This repository contains a PyTorch implementation of two offline reinforcement learning algorithms:

  1. AWAC: Accelerating Online Reinforcement Learning with Offline Datasets
  2. Offline Reinforcement Learning with Implicit Q-Learning

Installation

Each algorithm is provided in two versions: a .py file and an .ipynb notebook. It is recommended to run the IPython versions directly in Google Colab. For the .py file to work, you need to install and set up d4rl and mujoco on your local machine.
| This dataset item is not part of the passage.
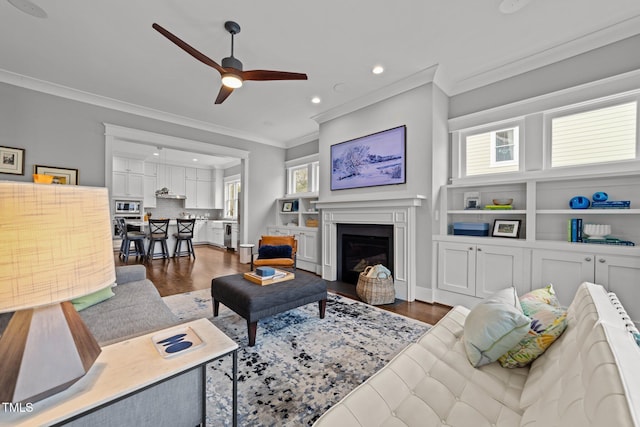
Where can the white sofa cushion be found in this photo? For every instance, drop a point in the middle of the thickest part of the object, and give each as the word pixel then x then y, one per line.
pixel 430 383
You can use the following command for installation:

 apt-get -qq update
 apt-get -qq install -y libosmesa6-dev libgl1-mesa-glx libglfw3 libgl1-mesa-dev libglew-dev patchelf
 mkdir ~/.mujoco
 wget -q https://mujoco.org/download/mujoco210-linux-x86_64.tar.gz -O mujoco.tar.gz
 tar -zxf mujoco.tar.gz -C "$HOME/.mujoco"
 rm mujoco.tar.gz
 echo 'export LD_LIBRARY_PATH=$LD_LIBRARY_PATH:$HOME/.mujoco/mujoco210/bin' >> ~/.bashrc
 echo 'export LD_PRELOAD=$LD_PRELOAD:/usr/lib/x86_64-linux-gnu/libGLEW.so' >> ~/.bashrc
 echo "/root/.mujoco/mujoco210/bin" > /etc/ld.so.conf.d/mujoco_ld_lib_path.conf
 ldconfig
 pip3 install -U 'mujoco-py<2.2,>=2.1'
 touch .mujoco_setup_complete

Please note that we cannot guarantee that this script will successfully install all the required libraries on your local machine. If any values are missing in your ~/.bashrc file, an error will be reported upon launching.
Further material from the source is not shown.